On March 16, 2006, findings of a grand jury investigation, a scathing 24 page report, were completed into the shooting death of Easton Police Officer Jesse Sollman. The grand jury found that Officer Matthew Renninger, the officer who shot Sollman on March 25, 2005, conducted himself in a negligent manner and directly caused the death of Officer Sollman. The grand jury found that while Renninger’s actions were negligent, they did not rise to the level of criminal negligence or recklessness. They also found that the evidence and the surrounding circumstances of the shooting of Officer Sollman by Renninger demonstrate that the shooting was unintentional and without malice. The report also listed 10 specific recommendations to improve operations at the Easton Police Department, including the termination of Officer Renninger who has been on paid administrative leave since the shooting. Officer Matthew Renninger, an eight-year veteran of the Easton Police Department, retired May 9, 2006 and claimed the shooting left him psychologically unable to ever again work as a police officer. A year later the city’s police pension commission awarded him a $10,765 annual pension.
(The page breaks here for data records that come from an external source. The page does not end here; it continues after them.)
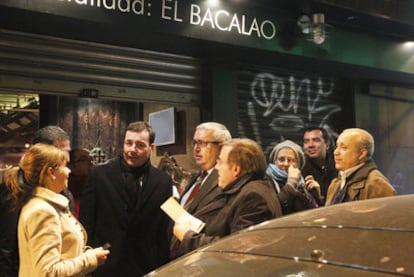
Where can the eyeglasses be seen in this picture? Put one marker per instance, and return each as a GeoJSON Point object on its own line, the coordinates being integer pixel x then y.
{"type": "Point", "coordinates": [136, 145]}
{"type": "Point", "coordinates": [201, 143]}
{"type": "Point", "coordinates": [84, 159]}
{"type": "Point", "coordinates": [284, 159]}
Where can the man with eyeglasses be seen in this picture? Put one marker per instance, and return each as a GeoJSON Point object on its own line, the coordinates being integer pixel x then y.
{"type": "Point", "coordinates": [208, 137]}
{"type": "Point", "coordinates": [120, 205]}
{"type": "Point", "coordinates": [206, 144]}
{"type": "Point", "coordinates": [79, 164]}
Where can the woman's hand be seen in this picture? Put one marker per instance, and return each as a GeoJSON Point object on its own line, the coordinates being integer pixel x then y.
{"type": "Point", "coordinates": [313, 186]}
{"type": "Point", "coordinates": [101, 254]}
{"type": "Point", "coordinates": [293, 176]}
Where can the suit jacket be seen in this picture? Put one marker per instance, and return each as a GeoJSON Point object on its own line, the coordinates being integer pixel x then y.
{"type": "Point", "coordinates": [365, 183]}
{"type": "Point", "coordinates": [139, 234]}
{"type": "Point", "coordinates": [208, 191]}
{"type": "Point", "coordinates": [242, 204]}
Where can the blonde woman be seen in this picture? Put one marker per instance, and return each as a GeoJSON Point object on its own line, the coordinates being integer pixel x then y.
{"type": "Point", "coordinates": [51, 241]}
The widow of Officer Jesse Sollmon, Carin, filed a $20 million lawsuit. On November 9, 2009, after more than a two year legal battle, she won a settlement of 5 million dollars in an agreement behind closed doors the day the trial was to start in Philadelphia . The town of Easton has until Jan. 31, 2010 to come up with $3 million, and the entire $5 million must be paid out by Dec. 31, 2010, according to the terms of a settlement. The settlement allowed the city to avoid a potentially publicly damaging trial which could have ended in a much more costly jury verdict.